Therefore their relation to the quantified noun is not nummod
but
det:
Sam ate many sheep
det(sheep, many)
Furthermore, a number that serves as a label for an entity rather than denoting quantity
is not nummod
. For example, in The meeting will be in room 4, the number is the name
of a particular room, it is different from the expression 4 rooms. Note that the label
of the room could also be non-numeric, as in The meeting will be in room A. UD analyzes
the number as a nominal (even if keeping the UPOS tag NUM for it). Hence the number
is attached as nmod to the noun it modifies, unless there is clear morphosyntactic
evidence in the language for the opposite direction. See also §3.6.3 of
de Marneffe et al. (2021).
The meeting will be in room 4
det(meeting, The)
nsubj(room, meeting)
aux(room, will)
cop(room, be)
case(room, in)
nmod(room, 4)
nummod:gov
: numeric modifier governing the case of the noun
nummod:gov
differs from nummod
in that the numeral requires the counted noun to be in its genitive form.
The whole phrase (numeral + noun) is treated as a singular neuter noun phrase
and it can fill roles where nominative, accusative or vocative noun phrases are expected.
This construction occurs in many Slavic languages.

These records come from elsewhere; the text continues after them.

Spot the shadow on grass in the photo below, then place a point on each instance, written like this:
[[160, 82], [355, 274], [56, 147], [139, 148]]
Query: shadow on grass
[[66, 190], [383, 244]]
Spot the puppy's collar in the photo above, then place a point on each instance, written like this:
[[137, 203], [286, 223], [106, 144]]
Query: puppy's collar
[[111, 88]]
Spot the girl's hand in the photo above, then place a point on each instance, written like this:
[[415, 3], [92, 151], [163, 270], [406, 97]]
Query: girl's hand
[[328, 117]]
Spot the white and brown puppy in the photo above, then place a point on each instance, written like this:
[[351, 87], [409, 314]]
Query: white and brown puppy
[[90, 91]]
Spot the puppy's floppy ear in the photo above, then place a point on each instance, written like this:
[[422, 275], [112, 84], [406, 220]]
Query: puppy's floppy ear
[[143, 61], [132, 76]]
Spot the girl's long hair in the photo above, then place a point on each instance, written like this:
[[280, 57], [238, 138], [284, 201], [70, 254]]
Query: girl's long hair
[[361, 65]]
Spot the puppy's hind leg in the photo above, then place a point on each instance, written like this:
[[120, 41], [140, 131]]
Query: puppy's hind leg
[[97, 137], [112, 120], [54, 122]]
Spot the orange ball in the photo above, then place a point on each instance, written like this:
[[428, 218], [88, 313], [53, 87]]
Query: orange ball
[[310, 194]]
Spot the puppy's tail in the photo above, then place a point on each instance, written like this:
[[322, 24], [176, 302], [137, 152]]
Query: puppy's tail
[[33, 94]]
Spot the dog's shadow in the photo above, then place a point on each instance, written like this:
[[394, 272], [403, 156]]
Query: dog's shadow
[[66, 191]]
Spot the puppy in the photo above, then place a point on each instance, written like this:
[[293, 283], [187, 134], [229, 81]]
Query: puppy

To increase parallelism across languages (and also across morphological cases within one language),
the numeral is not annotated as the head of the nominal. However, the nummod:gov
label is used
to preserve the information about case conditions.
Czech:
Pět mužů hrálo karty . \n Five men played cards .
nummod:gov(mužů, Pět)
nsubj(hrálo, mužů)
obj(hrálo, karty)
punct(hrálo, .-5)
nummod:gov(men, Five)
nsubj(played, men)
obj(played, cards)
punct(played, .-11)
See also det:numgov and det:nummod.
obj
: object
The object of a verb is the second most core argument of a verb after the subject. Typically, it is the noun phrase that denotes the entity acted upon or which undergoes a change of state or motion (the proto-patient).
She gave me a raise
obj(gave, raise)
In languages distinguishing morphological cases, the
object will often be marked by the accusative case. If a verb dictates
another case (dative, genitive…), the fundamental question is whether
such cases qualify as core in the given language. Often these cases
are oblique, regardless of the presence or absence of an adposition.
Consequently they cannot use the obj
relation and must use obl,
even if the traditional grammar calls such dependents “objects”.
If there are two or more objects, one of them should be obj
and the
others should be iobj. In such cases it is necessary to decide what
is the most directly affected object (patient).
If there is just one object, it should likely be obj
unless it is morphosyntactically more similar to clear cases
of iobj in the language than it is to prototypical patient arguments.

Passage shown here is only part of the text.